His eyes flick toward the broken window—calculating, listening. Something outside shifts. A shadow. A footstep. Rocco curses.

“Down,” he orders, pushing my head toward the ground as he crawls toward the shattered passenger side.

“Rocco—”

“Stay down!” he snaps, and then he squeezes my shoulder once—quick, grounding—before forcing himself through the window.

I hear him drop onto the pavement outside.

Then—GUNSHOTS. Loud. Explosive. Close.

I flinch so hard the phone nearly slips from my hands. My breath stutters. My vision blurs. I force myself to grab the phone, fingers trembling, and somehow manage to hit redial. It rings once.
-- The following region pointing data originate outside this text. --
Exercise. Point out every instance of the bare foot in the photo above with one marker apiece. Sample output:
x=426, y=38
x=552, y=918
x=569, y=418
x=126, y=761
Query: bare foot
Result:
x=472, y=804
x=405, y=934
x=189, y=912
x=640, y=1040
Twice.

“Rocco, I said—”

“Ale—” My voice breaks on his name. “A-Alessandro—”

Silence.

Then—“Elena?” A sound like the world cracking open. “What happened? Where are you? Dove—answer me.”

My breath stutters, eyes filling with tears as another wave of smoke curls into the flipped SUV. My throat tightens. “Someone—someone hit us. The SUV rolled. Rocco—he’s outside—and there are gunshots—Alessandro, I’m scared.”

A low, deadly growl fills the line. Then his breathing—harsh, uneven—like he’s already running.

“Elena, listen to me,” he says, voice shaking with barely contained violence.

“You stay exactly where you are. Do not move. Do not look outside. I’m coming for you.

” There’s another silence. But this one is different.

Dark. Deadly. And then his voice drops into something I’ve never heard from him before—A tone that promises violence.

Death. War. “Stay where you are,” he says, low and lethal. “I’m coming for you. Right. Now.”

I can hear his car start and the world fades to black.